Toulouse, place du Capitole ; les frémissements d’avant-spectacle sont comme ceux d’un dimanche de début de saison. Avant de pénétrer dans la magnifique architecture de Guillaume Cammas, on se voit, s’interpelle, on retrouve ses connaissances et ses repères. Or, en ce dimanche de mai, ce n’est pas le début attendu d’une saison bien sûr, il s’agit plutôt, on veut le croire, de la fin définitive d’une interminable disette, qui aura privé les affamés de scène lyrique d’une nourriture dont on n’imaginait pas à quel point elle était vitale.
Cette faim enragée de revivre, de reprendre le cours des choses, unissait les quelques centaines d’heureux élus dans la salle (jauge au tiers oblige) et les protagonistes du jour, sur scène et dans la fosse. A peine Christophe Ghristi, le directeur musical, apparaît-il sur scène, visiblement ému de « rouvrir la maison », qu’il est longuement applaudi ; il a de plus la délicatesse de dédier cette matinée à Nicolas Joël, qui avait porté ici même cette production de La forza del destino en 1999, production que les aléas du moment vont priver de mise en scène. L’important est ailleurs : il s’agit de forcer le destin et de proposer, envers jauge et couvre-feu, six représentations en versions longues (matinées) ou courtes (soirées), afin de se jouer une ultime fois de la tyrannie de l’ennemi invisible.
Ce fut une étonnante chose de découvrir une partition portée par un orchestre pour ainsi dire chambriste : des vents quasiment pas doublés, les cordes fortement réduites, tout cela dans un savant travail de réduction mené par le collectif Lacroch’ et notamment Philippe Perrin, son co-fondateur. L’équilibre musical est pourtant maintenu par Paolo Arrivabeni, à l’exception notable toutefois de quelques passages de l’ouverture (il s’agit de la version de 1869), où les deux contrebasses nous ont semblé trop lourdement appuyer les violoncelles, au risque de déséquilibrer l’ensemble. Les pupitres (une clarinette de toute beauté) sont bien mis en avant et donne une impression de dentelle orchestrale, certes totalement inattendue et historiquement improbable, mais du plus bel effet dans l’accompagnement de certaines scènes. Sans parler d’une pâte orchestrale plus légère qui aura permis à quelques voix de s’affirmer sans avoir à puiser dans les retranchements.
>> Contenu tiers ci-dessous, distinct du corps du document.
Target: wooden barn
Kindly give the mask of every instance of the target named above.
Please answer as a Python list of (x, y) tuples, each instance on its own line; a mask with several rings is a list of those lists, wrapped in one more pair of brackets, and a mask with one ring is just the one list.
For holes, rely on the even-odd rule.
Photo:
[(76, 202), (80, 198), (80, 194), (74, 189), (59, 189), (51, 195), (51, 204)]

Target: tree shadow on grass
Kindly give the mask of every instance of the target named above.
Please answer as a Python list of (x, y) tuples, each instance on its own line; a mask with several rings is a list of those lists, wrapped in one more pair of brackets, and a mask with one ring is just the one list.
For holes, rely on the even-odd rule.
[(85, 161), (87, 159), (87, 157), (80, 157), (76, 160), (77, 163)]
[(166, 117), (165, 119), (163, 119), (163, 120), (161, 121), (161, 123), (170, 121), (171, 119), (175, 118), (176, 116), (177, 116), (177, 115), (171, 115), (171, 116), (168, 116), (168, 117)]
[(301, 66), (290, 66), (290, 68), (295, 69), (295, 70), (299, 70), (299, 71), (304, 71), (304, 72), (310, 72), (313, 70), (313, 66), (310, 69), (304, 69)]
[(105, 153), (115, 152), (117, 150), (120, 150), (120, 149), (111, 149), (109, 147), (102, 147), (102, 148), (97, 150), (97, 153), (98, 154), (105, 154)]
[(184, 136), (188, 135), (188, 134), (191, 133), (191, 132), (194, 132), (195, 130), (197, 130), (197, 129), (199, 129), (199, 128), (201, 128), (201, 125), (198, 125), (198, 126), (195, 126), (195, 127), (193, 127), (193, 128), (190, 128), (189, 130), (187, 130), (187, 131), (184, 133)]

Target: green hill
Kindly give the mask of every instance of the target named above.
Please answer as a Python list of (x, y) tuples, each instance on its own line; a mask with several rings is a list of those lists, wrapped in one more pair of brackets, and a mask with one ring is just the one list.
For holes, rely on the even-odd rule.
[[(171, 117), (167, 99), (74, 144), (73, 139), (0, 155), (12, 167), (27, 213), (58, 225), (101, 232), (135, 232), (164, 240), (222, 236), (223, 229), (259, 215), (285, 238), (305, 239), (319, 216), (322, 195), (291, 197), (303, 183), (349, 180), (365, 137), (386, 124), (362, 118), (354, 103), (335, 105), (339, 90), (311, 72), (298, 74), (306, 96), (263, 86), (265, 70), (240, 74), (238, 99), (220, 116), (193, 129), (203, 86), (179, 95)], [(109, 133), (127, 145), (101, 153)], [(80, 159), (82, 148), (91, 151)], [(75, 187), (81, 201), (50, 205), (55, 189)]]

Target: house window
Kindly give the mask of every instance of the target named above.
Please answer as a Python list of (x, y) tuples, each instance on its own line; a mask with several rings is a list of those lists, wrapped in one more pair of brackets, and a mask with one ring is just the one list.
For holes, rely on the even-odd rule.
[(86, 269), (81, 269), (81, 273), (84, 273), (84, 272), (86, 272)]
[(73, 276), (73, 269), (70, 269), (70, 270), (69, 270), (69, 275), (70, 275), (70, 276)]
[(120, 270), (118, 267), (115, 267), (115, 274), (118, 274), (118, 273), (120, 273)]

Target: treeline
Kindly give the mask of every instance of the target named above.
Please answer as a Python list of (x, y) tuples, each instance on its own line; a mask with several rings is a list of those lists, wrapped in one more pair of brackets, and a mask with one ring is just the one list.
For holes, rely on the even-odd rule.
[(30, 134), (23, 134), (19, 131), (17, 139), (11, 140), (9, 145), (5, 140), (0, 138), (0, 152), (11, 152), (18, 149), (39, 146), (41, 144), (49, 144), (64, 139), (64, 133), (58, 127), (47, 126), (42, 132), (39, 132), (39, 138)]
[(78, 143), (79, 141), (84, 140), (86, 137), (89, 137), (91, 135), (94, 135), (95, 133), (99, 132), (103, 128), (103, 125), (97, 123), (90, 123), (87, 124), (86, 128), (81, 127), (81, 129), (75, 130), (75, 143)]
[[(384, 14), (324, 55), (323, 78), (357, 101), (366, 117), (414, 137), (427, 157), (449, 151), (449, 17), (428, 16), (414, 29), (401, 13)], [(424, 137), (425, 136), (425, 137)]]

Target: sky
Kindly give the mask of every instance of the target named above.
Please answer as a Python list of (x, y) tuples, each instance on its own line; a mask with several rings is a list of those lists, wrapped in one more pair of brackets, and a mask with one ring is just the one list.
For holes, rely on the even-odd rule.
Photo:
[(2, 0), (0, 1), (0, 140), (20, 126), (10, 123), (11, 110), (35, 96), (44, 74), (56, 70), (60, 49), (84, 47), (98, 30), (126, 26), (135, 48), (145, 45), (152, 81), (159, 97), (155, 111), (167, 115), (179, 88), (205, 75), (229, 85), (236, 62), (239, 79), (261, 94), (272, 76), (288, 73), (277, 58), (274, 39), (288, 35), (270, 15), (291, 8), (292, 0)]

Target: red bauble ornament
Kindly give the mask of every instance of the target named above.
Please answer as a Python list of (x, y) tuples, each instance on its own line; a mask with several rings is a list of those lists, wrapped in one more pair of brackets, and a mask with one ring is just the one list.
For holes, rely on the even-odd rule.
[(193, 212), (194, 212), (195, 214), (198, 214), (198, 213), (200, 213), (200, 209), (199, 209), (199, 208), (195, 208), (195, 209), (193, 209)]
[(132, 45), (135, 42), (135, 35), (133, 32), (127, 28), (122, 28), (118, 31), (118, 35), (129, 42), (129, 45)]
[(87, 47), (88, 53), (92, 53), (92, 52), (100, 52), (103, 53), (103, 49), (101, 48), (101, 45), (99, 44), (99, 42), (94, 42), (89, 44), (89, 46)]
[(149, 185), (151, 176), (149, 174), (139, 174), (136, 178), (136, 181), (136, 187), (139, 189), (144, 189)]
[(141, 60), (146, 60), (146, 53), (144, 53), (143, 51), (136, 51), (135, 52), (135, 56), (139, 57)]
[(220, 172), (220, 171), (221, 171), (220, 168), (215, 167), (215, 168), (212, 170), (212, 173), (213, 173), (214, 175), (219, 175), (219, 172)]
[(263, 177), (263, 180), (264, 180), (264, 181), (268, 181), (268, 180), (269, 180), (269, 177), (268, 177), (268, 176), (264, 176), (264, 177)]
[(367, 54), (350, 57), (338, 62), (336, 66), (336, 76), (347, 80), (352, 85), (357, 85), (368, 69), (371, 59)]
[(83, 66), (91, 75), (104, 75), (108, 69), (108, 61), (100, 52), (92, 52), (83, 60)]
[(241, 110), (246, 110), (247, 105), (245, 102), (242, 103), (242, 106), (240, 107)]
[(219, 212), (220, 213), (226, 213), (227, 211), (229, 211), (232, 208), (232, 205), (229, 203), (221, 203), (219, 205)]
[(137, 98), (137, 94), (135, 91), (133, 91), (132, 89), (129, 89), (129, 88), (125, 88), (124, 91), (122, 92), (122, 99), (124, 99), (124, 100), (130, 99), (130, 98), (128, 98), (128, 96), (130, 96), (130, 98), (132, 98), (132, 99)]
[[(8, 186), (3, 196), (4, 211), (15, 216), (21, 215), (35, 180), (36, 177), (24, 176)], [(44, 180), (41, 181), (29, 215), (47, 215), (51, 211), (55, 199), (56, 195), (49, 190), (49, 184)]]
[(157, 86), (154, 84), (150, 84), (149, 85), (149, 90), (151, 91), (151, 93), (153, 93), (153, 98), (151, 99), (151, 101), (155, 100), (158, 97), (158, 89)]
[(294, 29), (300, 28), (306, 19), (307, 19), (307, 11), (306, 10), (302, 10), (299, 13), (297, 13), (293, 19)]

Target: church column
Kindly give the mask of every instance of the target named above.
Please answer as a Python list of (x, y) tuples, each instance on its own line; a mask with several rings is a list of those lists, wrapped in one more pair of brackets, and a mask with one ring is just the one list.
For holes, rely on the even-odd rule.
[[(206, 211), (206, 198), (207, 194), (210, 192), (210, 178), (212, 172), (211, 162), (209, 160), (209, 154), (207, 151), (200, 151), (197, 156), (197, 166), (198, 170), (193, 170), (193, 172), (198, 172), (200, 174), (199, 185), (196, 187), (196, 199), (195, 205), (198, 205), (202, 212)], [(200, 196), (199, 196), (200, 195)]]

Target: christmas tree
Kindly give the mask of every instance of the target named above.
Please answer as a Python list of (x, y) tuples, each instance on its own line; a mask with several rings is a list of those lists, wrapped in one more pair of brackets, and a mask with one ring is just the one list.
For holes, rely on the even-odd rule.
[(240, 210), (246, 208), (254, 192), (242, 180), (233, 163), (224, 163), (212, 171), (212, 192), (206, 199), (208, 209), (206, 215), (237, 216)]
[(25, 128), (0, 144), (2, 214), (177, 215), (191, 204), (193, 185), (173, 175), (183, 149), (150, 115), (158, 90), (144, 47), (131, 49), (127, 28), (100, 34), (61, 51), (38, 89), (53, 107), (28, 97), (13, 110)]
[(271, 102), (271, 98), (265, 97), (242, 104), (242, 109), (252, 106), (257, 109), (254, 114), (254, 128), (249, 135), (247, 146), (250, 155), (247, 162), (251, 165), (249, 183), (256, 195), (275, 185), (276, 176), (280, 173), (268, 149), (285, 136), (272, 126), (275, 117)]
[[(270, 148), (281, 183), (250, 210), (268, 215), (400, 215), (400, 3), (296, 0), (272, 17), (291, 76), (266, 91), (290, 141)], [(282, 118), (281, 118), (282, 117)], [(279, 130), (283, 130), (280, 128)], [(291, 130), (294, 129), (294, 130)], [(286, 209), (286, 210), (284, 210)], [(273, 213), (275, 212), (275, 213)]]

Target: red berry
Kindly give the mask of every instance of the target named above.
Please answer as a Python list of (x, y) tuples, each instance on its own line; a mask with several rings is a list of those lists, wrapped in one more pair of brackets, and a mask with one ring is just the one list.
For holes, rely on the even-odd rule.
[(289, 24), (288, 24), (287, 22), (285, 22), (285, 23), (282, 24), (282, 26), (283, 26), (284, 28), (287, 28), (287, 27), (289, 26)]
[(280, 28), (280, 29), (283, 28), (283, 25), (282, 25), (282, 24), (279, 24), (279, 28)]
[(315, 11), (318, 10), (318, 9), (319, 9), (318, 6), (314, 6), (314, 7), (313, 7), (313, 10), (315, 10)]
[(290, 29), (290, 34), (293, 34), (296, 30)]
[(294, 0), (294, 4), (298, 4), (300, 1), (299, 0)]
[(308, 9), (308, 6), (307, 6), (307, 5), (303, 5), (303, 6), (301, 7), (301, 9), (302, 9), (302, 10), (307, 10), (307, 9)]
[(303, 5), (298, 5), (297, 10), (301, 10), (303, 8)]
Ce fut le cas notamment de la Preziosilla de Raehann Bryce-Davis, une des découvertes de la soirée. Cette mezzo américaine a marqué par son entrain, sa souplesse et son espièglerie. Son « Rataplan » fut l’occasion d’un duo remarqué avec le chœur, dans un exercice rythmique sans fausse route. Pas sûr qu’elle se serait imposée aussi facilement avec un orchestre verdien au grand complet.
L’autre rôle féminin est l’un des plus éminents que Verdi ait conçu ; cette Leonora est portée par Catherine Hunold qui prend le rôle ce jour. Nul ne doute aujourd’hui que la voix de Catherine Hunold soit un diamant. Elle en a la solidité et la force. Nous dirons aussi qu’on aimerait que parfois la pierre fût davantage polie, ou moins à vif. Son aigu jaillit, tranche et s’impose, on le voudrait ça et là moins coupant dans le fortissimo. Mais quelle engagement, quelle solidité, quelle présence ! Son « Pace, pace » nous emporte par la ferveur et la solidité. Prise de rôle convaincante.
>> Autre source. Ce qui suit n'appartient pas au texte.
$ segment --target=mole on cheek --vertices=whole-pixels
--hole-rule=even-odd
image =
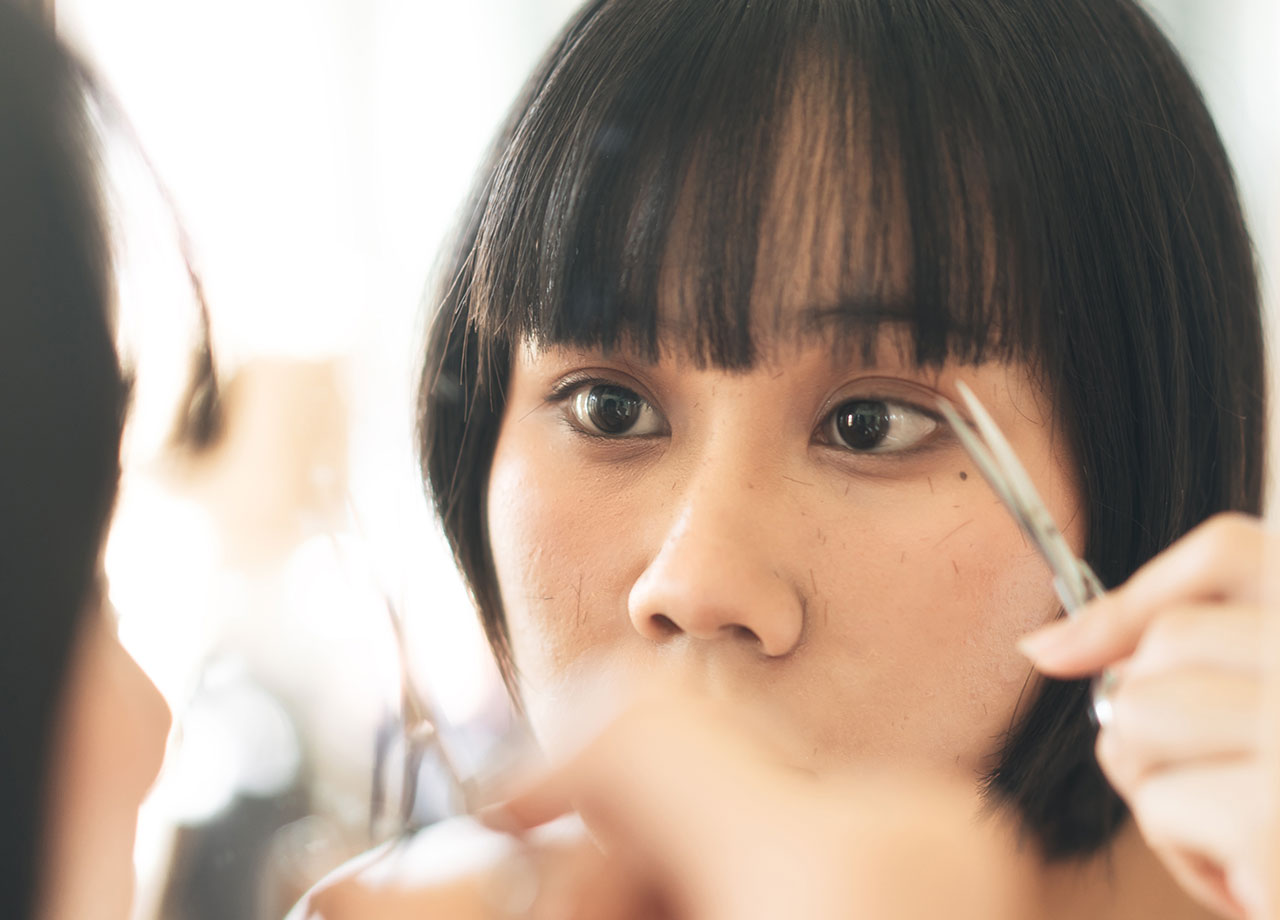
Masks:
[[[961,471],[960,471],[960,478],[961,478],[961,479],[968,479],[968,478],[969,478],[969,474],[968,474],[968,473],[966,473],[964,470],[961,470]]]

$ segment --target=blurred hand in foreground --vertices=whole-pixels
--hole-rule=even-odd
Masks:
[[[744,713],[675,692],[633,703],[474,824],[373,854],[322,883],[308,920],[1023,917],[1011,833],[972,787],[909,771],[819,778]],[[579,813],[590,834],[538,829]],[[579,825],[580,827],[580,825]],[[517,844],[517,839],[523,840]]]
Catherine Hunold s’est presque fait voler la vedette par l’Alvaro d’Amadi Lagha. Le franco-tunisien nous offre un magnifique parcours tout au long d’une partition semée d’embûches. Aucune d’elle ne l’effraie, il se joue des difficultés avec aisance. Timbre plaisant, projection impressionnante, tout cela nous va. Nous manque en revanche le cantabile, qui lui fait souvent défaut et même cruellement dans le duo du IV avec Carlo. Il a toutefois séduit le public par son incroyable engagement, qui lui font mordre dans la partition, oubliant parfois d’enlever son masque pour chanter ou devant extraire un chat de la gorge ! Qu’importe ! Voilà un jeune homme avec d’incontestables moyens qu’on aimera revoir une fois les quelques aspérités gommées. On aurait presque pu lui préférer le Carlo de l’excellent Gezim Myshketa, au baryton chantant et soyeux. Ou le Melitone de Sergio Vitale, Falstaff avant l’heure et encore Roberto Scandiuzzi qui aura tenu les deux rôles de père : celui de Leonora, le Marquis de Malatrava, ainsi que Padre Guardiano ; basse on ne peut plus chantante et d’une assurance diabolique. Un sans faute aussi de Roberto Covatta en Trabuco.
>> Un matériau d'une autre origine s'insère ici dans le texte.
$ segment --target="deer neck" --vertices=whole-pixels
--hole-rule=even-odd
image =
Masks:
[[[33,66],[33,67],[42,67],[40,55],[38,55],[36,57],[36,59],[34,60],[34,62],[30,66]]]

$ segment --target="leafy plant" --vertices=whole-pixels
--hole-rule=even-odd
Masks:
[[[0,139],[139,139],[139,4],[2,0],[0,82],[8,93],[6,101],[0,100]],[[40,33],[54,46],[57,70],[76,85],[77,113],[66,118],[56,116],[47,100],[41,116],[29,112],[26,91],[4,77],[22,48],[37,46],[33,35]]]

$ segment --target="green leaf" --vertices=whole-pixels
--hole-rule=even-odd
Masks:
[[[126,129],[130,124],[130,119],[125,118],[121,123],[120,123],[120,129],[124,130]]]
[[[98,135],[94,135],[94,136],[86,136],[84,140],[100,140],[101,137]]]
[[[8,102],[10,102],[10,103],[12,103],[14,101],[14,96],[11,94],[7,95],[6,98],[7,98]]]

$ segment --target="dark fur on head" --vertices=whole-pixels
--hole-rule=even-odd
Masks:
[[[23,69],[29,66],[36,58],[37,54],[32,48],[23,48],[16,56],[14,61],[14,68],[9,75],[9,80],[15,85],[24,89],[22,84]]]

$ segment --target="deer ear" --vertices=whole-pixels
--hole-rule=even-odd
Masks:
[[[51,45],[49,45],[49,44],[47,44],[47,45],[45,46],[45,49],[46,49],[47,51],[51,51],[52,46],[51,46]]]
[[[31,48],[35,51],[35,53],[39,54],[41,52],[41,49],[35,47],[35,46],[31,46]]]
Un mot sur les chœurs. Les soixante choristes étaient tous présents sur scène, sur des praticables, respectant scrupuleusement les deux mètres de distance ; leur place dans La forza del destino est essentielle ; ils ont été d’une discipline et d’une justesse impeccables et pour tout dire émouvantes. Planté sur un espace strictement délimité, chacun des chanteurs devait s’astreindre à l’immobilité ; mais on les sentait tous avides de mobilité, d’engagement. Certains des choristes ont préféré rester masqués, d’autres non ; certains encore esquissaient de touchants pas de danse sur place, emportés mais réfrénés dans l’élan par les strictes conditions sanitaires imposées.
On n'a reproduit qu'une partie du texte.